🤖 AI Summary
This study addresses the limitation of conventional informative path planning (C-IPP), which neglects the impact of sampling payload on energy consumption and thus struggles to maximize information gain under energy constraints. The authors propose, for the first time, a load-sensitive informative path planning (LIPP) framework that explicitly models the coupling between information gain and payload-dependent energy consumption. LIPP jointly optimizes the trajectory, visitation sequence, and number of samples collected. A mixed-integer quadratic program (MIQP) is formulated to unify traversal cost and uncertainty reduction objectives, and theoretical bounds are established to characterize the trade-off between path length and energy efficiency. Evaluated across 2,000 simulation scenarios, LIPP reduces to C-IPP at zero sampling quality and demonstrates significantly improved information-per-energy yield as sampling quality increases.
📝 Abstract
In classical Informative Path Planning (C-IPP), robots are typically modeled as mobile sensors that acquire digital measurements such as images or radiation levels. In this model - since making a measurement leaves the robot's physical state unchanged - traversal costs are determined solely by the path taken. This is a natural assumption for many missions, but does not extend to settings involving physical sample collection, where each collected sample adds mass and increases the energy cost of all subsequent motion. As a result, IPP formulations that ignore this coupling between information gain and load-dependent traversal cost can produce plans that are distance-efficient but energy-suboptimal, collecting fewer samples and less data than the energy budget would permit. In this paper, we introduce Load-aware Informative Path Planning (LIPP ), a generalization of C-IPP that explicitly models this coupling and the resulting order-dependent traversal costs. We formulate LIPP as a Mixed-Integer Quadratic Program (MIQP) that jointly optimizes routing, visitation order, and per-location sampling count under an energy budget.

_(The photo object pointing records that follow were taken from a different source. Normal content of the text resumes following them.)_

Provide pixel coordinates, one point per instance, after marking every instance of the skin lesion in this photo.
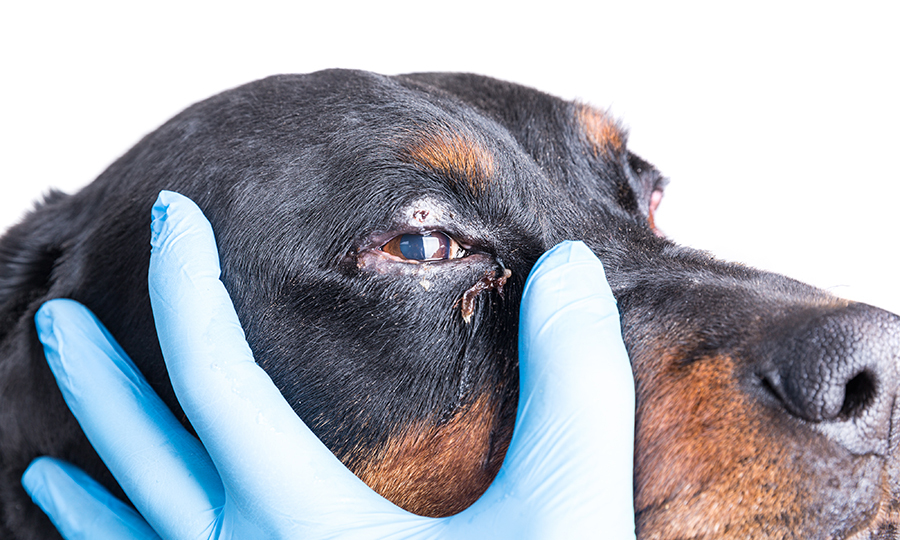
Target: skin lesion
(490, 281)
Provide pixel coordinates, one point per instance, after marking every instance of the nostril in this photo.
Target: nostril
(859, 393)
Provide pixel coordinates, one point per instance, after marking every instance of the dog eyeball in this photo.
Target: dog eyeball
(433, 246)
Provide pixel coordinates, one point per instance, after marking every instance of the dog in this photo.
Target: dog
(375, 234)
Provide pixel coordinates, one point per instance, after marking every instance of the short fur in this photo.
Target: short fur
(765, 406)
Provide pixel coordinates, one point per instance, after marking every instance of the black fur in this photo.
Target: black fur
(297, 174)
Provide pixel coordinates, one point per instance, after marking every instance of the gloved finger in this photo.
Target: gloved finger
(270, 461)
(164, 470)
(572, 448)
(79, 507)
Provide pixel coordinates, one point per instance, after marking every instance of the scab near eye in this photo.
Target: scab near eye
(433, 246)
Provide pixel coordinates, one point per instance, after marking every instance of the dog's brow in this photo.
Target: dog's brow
(452, 153)
(601, 130)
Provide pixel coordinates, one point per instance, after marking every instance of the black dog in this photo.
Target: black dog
(375, 234)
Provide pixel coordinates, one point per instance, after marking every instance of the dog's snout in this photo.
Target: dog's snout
(838, 371)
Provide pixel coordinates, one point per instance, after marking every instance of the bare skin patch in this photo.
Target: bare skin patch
(454, 154)
(603, 133)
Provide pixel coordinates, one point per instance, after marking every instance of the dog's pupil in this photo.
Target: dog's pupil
(421, 247)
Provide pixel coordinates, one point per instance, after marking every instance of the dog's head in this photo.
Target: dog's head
(375, 234)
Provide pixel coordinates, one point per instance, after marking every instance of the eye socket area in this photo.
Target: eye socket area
(424, 247)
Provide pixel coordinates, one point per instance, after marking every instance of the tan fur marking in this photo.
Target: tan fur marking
(602, 131)
(457, 155)
(438, 469)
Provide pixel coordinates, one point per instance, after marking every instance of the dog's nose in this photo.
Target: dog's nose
(838, 370)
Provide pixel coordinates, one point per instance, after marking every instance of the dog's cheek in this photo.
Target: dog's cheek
(438, 468)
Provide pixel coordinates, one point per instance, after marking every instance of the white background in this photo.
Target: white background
(777, 122)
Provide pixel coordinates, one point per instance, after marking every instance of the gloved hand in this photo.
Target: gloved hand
(261, 473)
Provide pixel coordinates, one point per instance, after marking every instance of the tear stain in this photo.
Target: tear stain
(488, 282)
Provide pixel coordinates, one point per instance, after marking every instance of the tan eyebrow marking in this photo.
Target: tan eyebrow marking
(603, 133)
(455, 154)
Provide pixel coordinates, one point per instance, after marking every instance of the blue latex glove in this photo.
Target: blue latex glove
(261, 473)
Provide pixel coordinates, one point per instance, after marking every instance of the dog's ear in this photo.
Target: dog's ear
(648, 186)
(27, 258)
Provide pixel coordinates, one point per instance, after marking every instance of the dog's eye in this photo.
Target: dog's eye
(433, 246)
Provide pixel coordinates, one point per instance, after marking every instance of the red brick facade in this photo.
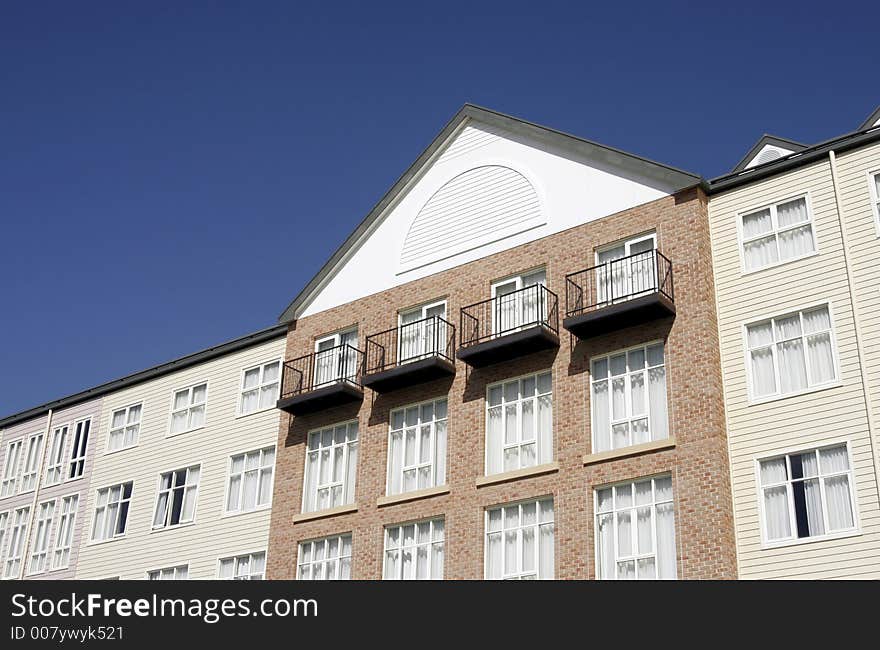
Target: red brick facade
(697, 463)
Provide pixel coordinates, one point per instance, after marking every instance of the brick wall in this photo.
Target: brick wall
(698, 462)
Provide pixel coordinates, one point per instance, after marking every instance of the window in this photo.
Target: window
(55, 462)
(259, 387)
(422, 332)
(31, 463)
(125, 424)
(807, 494)
(188, 408)
(792, 353)
(414, 551)
(250, 480)
(10, 468)
(64, 534)
(626, 270)
(417, 447)
(519, 541)
(250, 566)
(635, 531)
(519, 302)
(778, 233)
(111, 512)
(519, 423)
(78, 451)
(325, 559)
(170, 573)
(331, 465)
(15, 550)
(336, 358)
(628, 398)
(176, 503)
(875, 195)
(40, 542)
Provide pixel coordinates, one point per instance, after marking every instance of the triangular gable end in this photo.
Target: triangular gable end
(486, 183)
(768, 149)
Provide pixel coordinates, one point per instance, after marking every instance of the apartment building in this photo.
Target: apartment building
(164, 474)
(796, 242)
(510, 369)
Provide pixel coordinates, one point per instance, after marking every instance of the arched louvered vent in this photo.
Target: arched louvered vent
(476, 207)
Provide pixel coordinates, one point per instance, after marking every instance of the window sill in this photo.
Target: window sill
(633, 450)
(411, 496)
(831, 537)
(321, 514)
(809, 391)
(528, 472)
(777, 265)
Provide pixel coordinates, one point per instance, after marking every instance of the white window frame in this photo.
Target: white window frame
(9, 481)
(348, 446)
(258, 389)
(126, 425)
(337, 559)
(628, 396)
(633, 509)
(432, 463)
(873, 180)
(190, 485)
(19, 525)
(260, 470)
(522, 574)
(434, 541)
(750, 381)
(175, 570)
(56, 459)
(519, 441)
(40, 550)
(79, 453)
(31, 466)
(236, 562)
(775, 231)
(104, 509)
(188, 409)
(794, 540)
(65, 532)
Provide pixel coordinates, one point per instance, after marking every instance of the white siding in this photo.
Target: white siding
(213, 535)
(797, 422)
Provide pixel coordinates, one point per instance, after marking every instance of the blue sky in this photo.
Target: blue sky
(171, 174)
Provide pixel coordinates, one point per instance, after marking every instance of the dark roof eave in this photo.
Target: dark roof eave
(276, 331)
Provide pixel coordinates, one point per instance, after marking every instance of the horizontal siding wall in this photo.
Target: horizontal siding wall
(797, 422)
(213, 535)
(854, 171)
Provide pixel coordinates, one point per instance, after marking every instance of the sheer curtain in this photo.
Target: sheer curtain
(776, 512)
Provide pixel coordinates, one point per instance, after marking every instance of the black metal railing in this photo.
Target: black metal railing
(432, 336)
(343, 363)
(509, 313)
(617, 281)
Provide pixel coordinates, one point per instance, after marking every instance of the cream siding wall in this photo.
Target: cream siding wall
(854, 170)
(834, 414)
(213, 535)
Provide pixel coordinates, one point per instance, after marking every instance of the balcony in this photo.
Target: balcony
(619, 293)
(322, 380)
(409, 354)
(509, 326)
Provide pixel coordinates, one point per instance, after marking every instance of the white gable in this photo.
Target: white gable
(767, 153)
(485, 191)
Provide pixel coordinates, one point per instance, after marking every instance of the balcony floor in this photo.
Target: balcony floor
(408, 373)
(509, 346)
(336, 394)
(626, 313)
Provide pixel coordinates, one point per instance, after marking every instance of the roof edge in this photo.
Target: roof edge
(187, 361)
(671, 175)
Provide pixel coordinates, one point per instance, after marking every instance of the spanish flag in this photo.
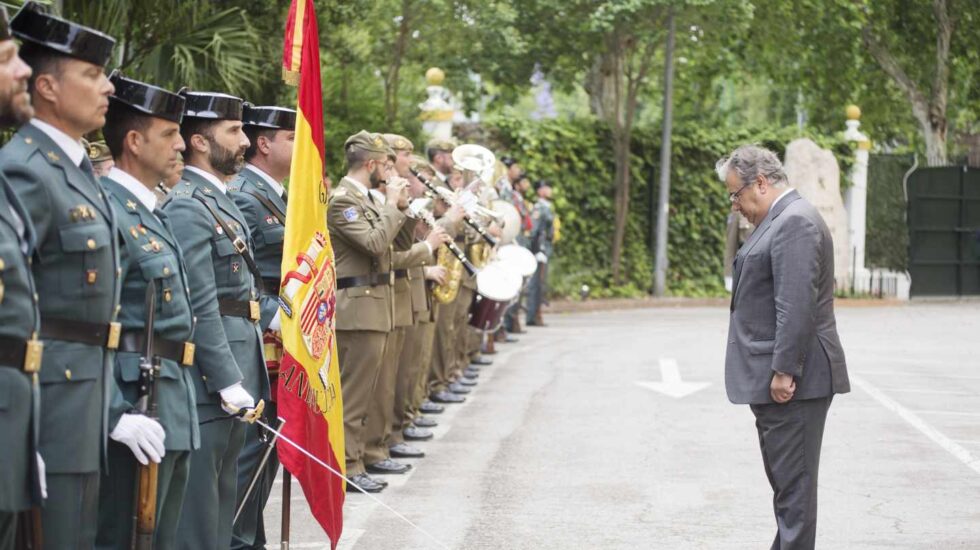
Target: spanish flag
(309, 396)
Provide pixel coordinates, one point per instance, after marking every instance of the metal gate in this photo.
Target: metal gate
(944, 231)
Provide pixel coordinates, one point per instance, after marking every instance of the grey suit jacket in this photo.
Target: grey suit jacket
(782, 310)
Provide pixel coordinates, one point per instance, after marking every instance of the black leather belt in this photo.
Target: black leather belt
(270, 285)
(20, 354)
(181, 352)
(104, 335)
(247, 309)
(373, 279)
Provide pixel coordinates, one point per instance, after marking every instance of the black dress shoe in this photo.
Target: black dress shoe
(425, 422)
(388, 466)
(428, 407)
(404, 450)
(365, 482)
(446, 397)
(414, 433)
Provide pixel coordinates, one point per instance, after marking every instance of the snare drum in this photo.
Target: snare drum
(497, 285)
(518, 258)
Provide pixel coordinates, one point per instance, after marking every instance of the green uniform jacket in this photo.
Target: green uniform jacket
(75, 270)
(149, 251)
(412, 257)
(229, 349)
(543, 230)
(266, 231)
(19, 318)
(362, 232)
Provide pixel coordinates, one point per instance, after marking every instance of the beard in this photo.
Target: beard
(375, 178)
(226, 161)
(15, 106)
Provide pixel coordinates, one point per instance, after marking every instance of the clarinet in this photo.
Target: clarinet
(430, 220)
(490, 239)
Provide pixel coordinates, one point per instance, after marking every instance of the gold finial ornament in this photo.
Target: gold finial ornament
(435, 76)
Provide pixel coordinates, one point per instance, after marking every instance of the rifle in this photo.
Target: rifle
(145, 506)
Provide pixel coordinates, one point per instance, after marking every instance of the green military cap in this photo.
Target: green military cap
(369, 142)
(441, 145)
(399, 143)
(98, 151)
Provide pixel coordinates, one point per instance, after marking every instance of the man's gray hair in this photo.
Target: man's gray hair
(751, 161)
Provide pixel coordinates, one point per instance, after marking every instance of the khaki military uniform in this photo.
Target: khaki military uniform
(362, 232)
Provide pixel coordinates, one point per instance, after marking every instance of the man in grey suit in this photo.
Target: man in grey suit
(784, 357)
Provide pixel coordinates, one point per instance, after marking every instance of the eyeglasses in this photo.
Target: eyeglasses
(733, 197)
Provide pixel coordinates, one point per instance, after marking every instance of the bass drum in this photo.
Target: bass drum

We show that LIPP strictly generalizes C-IPP: as sample unit mass $\lambda \to 0$, the load-dependent energy model reduces exactly to the classical distance budget constraint, recovering C-IPP as a special case. We further derive theoretical bounds on the path-length increase of LIPP relative to C-IPP, characterizing the trade-off for improved energy efficiency. Finally, through extensive simulations across 2000 diverse mission scenarios, we demonstrate that LIPP matches the behavior of C-IPP at zero sample mass and progressively achieves higher uncertainty reduction per unit energy as sample mass increases.